Greg Pierce, director of the Human Right to Water Solutions Lab at the University of California, Los Angeles, said the report “comes at a very depressing moment where we’re not going to see federal action in this space, it doesn’t seem, for the next four years.”
Solutions come with challenges
The report synthesizes existing literature about water, climate change and solutions. Its authors reviewed academic studies, government and private reports and interviewed experts to identify ways low-income and communities of color can build water and wastewater systems to withstand extreme weather.
“Water systems that rely on a single source are highly vulnerable to extreme weather and climate events because they lack backup options if their supplies become contaminated, unavailable from drought, or if they become physically disconnected due to damaged infrastructure,” the report noted.

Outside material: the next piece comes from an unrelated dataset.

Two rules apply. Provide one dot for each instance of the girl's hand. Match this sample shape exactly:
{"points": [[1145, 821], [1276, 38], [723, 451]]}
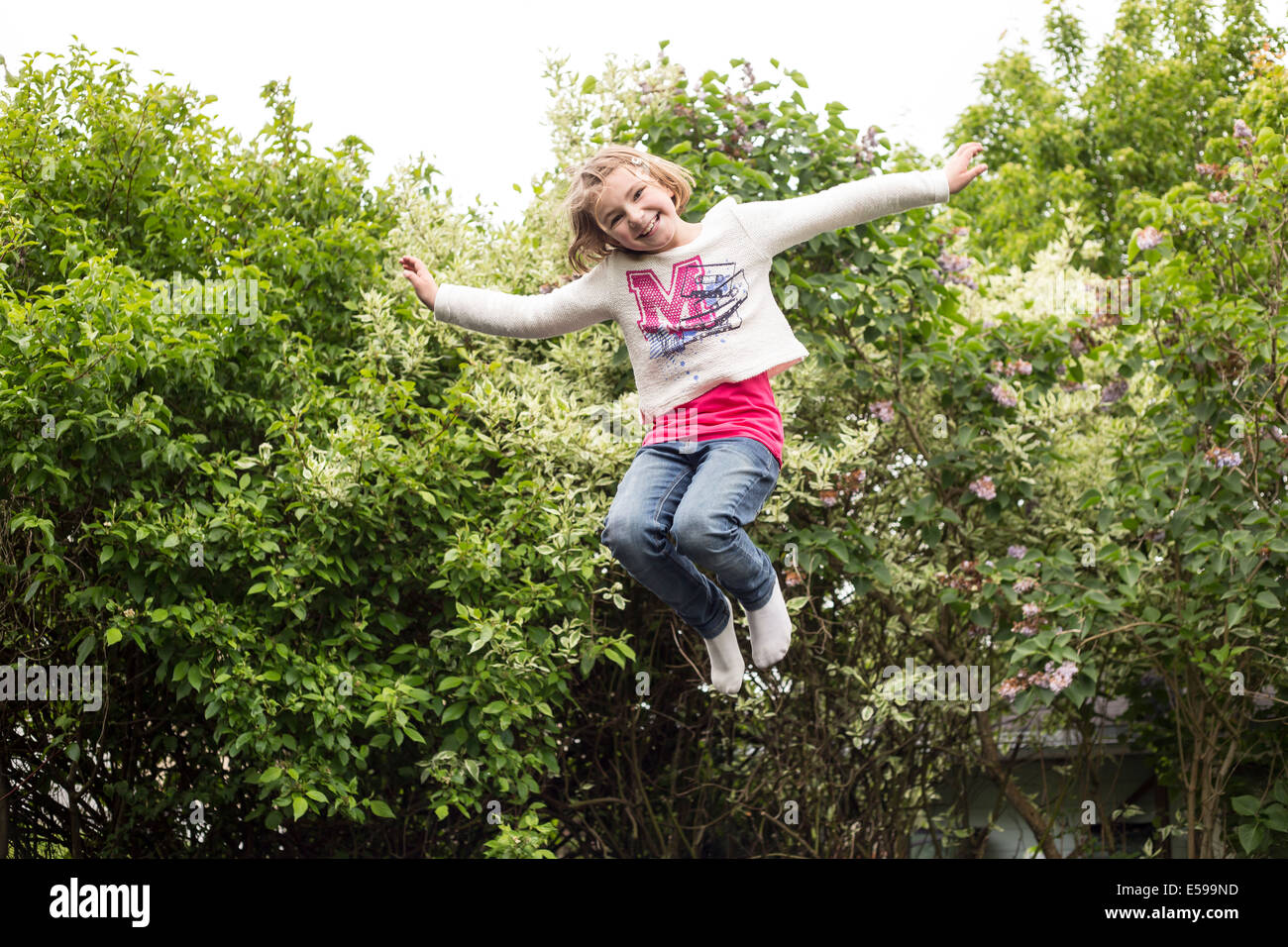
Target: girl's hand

However, building a physical connection to another drinking water supply can help prevent disruptions from unexpected or extreme events for both communities. Sharing systems can also built new communities.
“Physical connections created between two or more water systems are referred to as a consolidation, because often the systems end up creating a shared governance structure that makes them a single water system,” the report said.
The report also highlights technology like rainwater harvesting and gray water reuse systems that can decrease water demand and increase resilience to drought. But it adds that implementing and maintaining technology like it can be too expensive for poorer communities.
The report also advocates nature-based solutions such as wetlands, which studies find can reduce the length and severity of droughts, provide flood control, reduce or remove pollutants in water and protect water supplies. Communities across the country are increasingly recognizing the benefits of wetlands. In Florida’s Everglades, for example, officials have spent billions of dollars to build engineered wetlands that clean and protect a vital drinking water source.
The report argues for government-funded water assistance programs to help poorer households pay water and sewer bills, like the Low Income Household Water Assistance Program launched during at the beginning of the COVID-19 pandemic.
Benefiting communities
Gregory Moller, a professor in the soil and water systems department at the University of Idaho, notes that some approaches are too complex and expensive for smaller or poorer communities. “Our innovations also have to be on a scale and stage that is adaptable to small systems,” he said. “And that’s where I think some of the most serious challenges are.”
Some solutions the report highlights are benefiting communities. In the Navajo Nation, hundreds of solar-powered home water systems have brought running water to more than 2,000 people. Kimberly Lemme, an executive director at DigDeep, which is installing the systems, said it can be a complex and lengthy process. But it shows that solutions do exist.
“Water is a basic human right,” said Tome, whose encounter with the elderly woman inspired her to pursue a doctorate in water resources. “And in order for people to live productively, to have healthy lives, I think water is a big part of that.”
Associated Press contributed to this report.